He begged, he pleaded, he improvised deals.
Nothing, however, could make them bend the rules, the ones dictating who got into which movies. I was fourteen and that, in the pre Adult Accompaniment age, was that. No admittance, regardless of what scheme my father, desperate for me to see One Flew Over The Cuckoo's Nest, was promising to make me a part of.
As he hung up the phone and explained that he had tried his best, I'm not sure which one of us had the longer face. He came up with a final idea: that he would pay for me to see the movie in the adjacent theatre, The Sunshine Boys, while he paid for Cuckoo's Nest, then attempt, somehow, to sneak me in. "No promises on that one though, son", he added in a voice all too aware of the risk.

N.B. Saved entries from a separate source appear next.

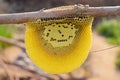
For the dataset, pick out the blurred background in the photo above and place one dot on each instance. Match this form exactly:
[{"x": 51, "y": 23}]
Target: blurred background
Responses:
[{"x": 103, "y": 62}]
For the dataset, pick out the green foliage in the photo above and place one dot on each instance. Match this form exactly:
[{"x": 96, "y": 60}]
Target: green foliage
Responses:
[
  {"x": 6, "y": 31},
  {"x": 111, "y": 30}
]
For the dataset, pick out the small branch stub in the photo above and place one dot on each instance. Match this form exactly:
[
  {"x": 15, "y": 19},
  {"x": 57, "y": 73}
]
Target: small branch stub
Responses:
[{"x": 57, "y": 12}]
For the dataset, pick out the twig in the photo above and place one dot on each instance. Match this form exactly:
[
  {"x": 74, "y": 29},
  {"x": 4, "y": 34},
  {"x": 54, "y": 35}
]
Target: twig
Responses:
[
  {"x": 59, "y": 12},
  {"x": 11, "y": 41}
]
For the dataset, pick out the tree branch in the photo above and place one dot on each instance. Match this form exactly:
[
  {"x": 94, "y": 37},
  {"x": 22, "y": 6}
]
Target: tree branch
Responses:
[
  {"x": 58, "y": 12},
  {"x": 11, "y": 41}
]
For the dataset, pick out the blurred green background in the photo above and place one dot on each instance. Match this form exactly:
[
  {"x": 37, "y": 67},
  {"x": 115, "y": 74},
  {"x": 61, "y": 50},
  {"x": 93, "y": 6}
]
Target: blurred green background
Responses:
[{"x": 100, "y": 65}]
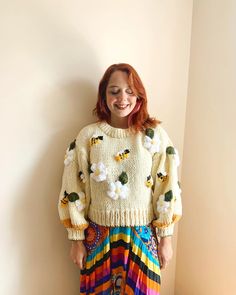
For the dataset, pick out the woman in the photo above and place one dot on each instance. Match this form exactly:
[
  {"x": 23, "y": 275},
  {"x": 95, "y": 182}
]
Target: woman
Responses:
[{"x": 120, "y": 193}]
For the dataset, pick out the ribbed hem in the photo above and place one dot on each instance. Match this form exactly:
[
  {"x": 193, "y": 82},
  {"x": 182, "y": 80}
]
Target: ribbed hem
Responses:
[
  {"x": 113, "y": 131},
  {"x": 75, "y": 235},
  {"x": 130, "y": 217},
  {"x": 164, "y": 232}
]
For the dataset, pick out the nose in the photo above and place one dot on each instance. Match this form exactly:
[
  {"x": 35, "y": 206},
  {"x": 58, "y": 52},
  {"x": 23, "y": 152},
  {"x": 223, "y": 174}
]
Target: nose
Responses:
[{"x": 122, "y": 95}]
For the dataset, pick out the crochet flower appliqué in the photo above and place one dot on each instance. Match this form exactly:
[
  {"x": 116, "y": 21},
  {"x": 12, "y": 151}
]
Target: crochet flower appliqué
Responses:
[
  {"x": 69, "y": 154},
  {"x": 98, "y": 171},
  {"x": 122, "y": 155},
  {"x": 149, "y": 181},
  {"x": 95, "y": 139},
  {"x": 151, "y": 141},
  {"x": 77, "y": 198},
  {"x": 81, "y": 176},
  {"x": 118, "y": 189}
]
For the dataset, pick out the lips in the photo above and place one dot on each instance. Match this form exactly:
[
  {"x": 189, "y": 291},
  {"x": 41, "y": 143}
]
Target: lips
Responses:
[{"x": 121, "y": 106}]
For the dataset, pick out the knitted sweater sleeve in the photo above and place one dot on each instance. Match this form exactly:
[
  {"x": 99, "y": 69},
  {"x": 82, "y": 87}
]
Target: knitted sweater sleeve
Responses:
[
  {"x": 72, "y": 199},
  {"x": 166, "y": 192}
]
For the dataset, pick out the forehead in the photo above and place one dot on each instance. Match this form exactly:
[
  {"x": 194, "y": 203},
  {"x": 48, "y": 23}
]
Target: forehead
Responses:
[{"x": 118, "y": 78}]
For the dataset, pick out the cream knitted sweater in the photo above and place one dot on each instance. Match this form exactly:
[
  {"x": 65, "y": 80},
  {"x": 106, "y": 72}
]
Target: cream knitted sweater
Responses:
[{"x": 117, "y": 178}]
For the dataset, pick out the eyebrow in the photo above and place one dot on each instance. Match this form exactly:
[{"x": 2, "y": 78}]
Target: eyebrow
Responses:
[{"x": 113, "y": 86}]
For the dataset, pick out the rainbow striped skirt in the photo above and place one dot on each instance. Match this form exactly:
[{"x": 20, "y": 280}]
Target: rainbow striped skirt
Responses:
[{"x": 121, "y": 260}]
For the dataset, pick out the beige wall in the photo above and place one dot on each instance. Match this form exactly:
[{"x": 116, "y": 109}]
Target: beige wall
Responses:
[
  {"x": 52, "y": 56},
  {"x": 206, "y": 259}
]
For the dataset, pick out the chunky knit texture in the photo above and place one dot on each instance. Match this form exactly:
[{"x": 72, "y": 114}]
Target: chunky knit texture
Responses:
[{"x": 117, "y": 178}]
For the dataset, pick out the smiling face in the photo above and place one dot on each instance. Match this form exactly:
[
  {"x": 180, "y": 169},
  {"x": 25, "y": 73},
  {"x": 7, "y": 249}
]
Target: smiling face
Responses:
[{"x": 120, "y": 99}]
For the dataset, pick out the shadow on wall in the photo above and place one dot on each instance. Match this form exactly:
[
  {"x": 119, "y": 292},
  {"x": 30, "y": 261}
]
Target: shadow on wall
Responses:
[{"x": 40, "y": 239}]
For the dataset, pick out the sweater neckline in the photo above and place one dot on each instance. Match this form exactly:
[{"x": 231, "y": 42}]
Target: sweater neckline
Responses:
[{"x": 113, "y": 131}]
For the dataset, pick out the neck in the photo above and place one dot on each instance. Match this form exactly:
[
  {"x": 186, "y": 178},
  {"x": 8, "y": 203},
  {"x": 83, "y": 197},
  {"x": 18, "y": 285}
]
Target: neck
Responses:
[{"x": 119, "y": 123}]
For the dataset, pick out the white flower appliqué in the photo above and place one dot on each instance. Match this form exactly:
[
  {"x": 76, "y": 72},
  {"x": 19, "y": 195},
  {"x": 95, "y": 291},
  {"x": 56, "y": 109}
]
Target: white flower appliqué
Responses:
[
  {"x": 152, "y": 141},
  {"x": 99, "y": 172},
  {"x": 117, "y": 190},
  {"x": 162, "y": 205}
]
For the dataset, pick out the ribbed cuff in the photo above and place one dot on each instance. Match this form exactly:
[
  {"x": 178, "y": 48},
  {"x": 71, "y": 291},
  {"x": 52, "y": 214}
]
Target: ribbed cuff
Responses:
[
  {"x": 164, "y": 232},
  {"x": 75, "y": 235}
]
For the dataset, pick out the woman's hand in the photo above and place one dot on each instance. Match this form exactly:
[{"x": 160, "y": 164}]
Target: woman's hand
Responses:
[
  {"x": 165, "y": 251},
  {"x": 78, "y": 253}
]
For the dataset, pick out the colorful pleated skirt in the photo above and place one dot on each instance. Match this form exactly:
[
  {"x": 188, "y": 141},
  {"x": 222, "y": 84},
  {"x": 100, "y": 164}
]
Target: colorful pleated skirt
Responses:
[{"x": 121, "y": 260}]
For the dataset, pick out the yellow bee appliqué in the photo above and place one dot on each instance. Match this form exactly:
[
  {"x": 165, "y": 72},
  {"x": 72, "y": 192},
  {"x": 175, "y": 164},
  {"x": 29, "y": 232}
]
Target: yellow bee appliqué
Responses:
[
  {"x": 122, "y": 155},
  {"x": 95, "y": 140}
]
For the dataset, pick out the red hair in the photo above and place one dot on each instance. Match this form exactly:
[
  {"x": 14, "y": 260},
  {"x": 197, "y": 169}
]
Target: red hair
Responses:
[{"x": 139, "y": 118}]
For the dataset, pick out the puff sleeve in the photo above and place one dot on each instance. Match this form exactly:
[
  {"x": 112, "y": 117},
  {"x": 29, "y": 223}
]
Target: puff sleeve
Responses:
[
  {"x": 166, "y": 191},
  {"x": 73, "y": 199}
]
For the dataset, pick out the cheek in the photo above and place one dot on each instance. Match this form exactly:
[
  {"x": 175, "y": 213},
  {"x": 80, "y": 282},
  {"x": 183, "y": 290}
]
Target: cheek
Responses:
[{"x": 110, "y": 99}]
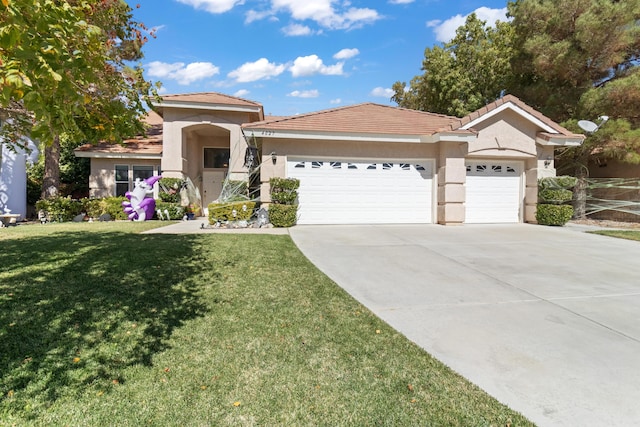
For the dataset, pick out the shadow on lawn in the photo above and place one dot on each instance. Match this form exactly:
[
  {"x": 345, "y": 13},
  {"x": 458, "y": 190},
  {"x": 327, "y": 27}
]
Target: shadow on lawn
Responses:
[{"x": 77, "y": 308}]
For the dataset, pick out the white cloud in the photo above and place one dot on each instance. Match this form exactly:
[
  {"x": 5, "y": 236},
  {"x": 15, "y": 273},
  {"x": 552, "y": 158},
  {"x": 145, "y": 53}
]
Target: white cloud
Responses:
[
  {"x": 258, "y": 70},
  {"x": 382, "y": 92},
  {"x": 213, "y": 6},
  {"x": 305, "y": 93},
  {"x": 241, "y": 93},
  {"x": 183, "y": 74},
  {"x": 346, "y": 53},
  {"x": 297, "y": 30},
  {"x": 446, "y": 30},
  {"x": 310, "y": 65},
  {"x": 324, "y": 14},
  {"x": 254, "y": 15}
]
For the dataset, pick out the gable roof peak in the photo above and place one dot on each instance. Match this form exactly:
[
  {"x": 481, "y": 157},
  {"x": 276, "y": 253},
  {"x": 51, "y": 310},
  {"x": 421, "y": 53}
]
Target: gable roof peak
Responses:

No promises was right; I knew those ushers. They were toughest ones in the city. I could recite a list of the Restricted movies they had caught me attempting to sneak into that would last until my 14th birthday.
The next day, I received the consolation prize: the book, which my father picked up while purchasing his daily pack of cigarettes. I tried to read it, but this wasn't the story I wanted. It was written from the Chief's point of view, a character my dad had told me didn't speak. Having him gab the length of an entire book like that seemed to ruin things.
Finally, almost an entire year later, the film moved from the prestigious Elgin to the Capital Square. Now that was a theatre you could sneak into, what with those horny young ushers always busy sweet-talking the popcorn girls.
I paid for a Charles Bronson film I had no intention of seeing, and when the solitary usher turned his back on me to try out a bad line on the girl behind the candy counter, I ducked into a room illuminated only by the oversized faces of Jack Nicholson and Louise Fletcher.
I left just before the closing credits, through an unmanned side exit. As I emerged into the sunshine, I felt everything my father told me I would feel: exhilarated, unnerved, riled...and yet, none of it had anything to do with the movie.
Unlike Nicholson's McMurphy, I had bucked the system and won.